A Pew study in 2015 showed two thirds of the world's 18 penguin species, which range from the volcanic Galapagos Islands on the equator to the frozen sea ice of Antarctica, were in decline.
Antarctic penguins in particular are vulnerable to climate change, with shifting ice reducing habitat while warming seas affect their prey.
Scientists blame intense fishing pressure on forage species such as krill, as well as pollution, degradation of breeding grounds, and climate change.
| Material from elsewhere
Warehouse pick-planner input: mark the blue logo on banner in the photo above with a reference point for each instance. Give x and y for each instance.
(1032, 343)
According to the International Union for Conservation of Nature Red List of Threatened Species, only two types of penguin—Adelie and King—are increasing in numbers.
Struggling to adapt
Penguins live most of their lives at sea but return to land to breed and molt, making them important gauges of marine health that are easily accessible to researchers, who can then develop realistic and effective conservation ocean strategies.
Stanford University marine scientist Cassandra Brooks, who specialises in the Antarctic, said penguin populations on the frozen continent were both increasing (Adelies in the Ross Sea) and decreasing (Chinstraps in the Antarctic Peninsula area).
"In short, we know climate change is dramatically changing the Antarctic environment and that the animals that comprise the Southern Ocean ecosystem are struggling to adapt," she told AFP.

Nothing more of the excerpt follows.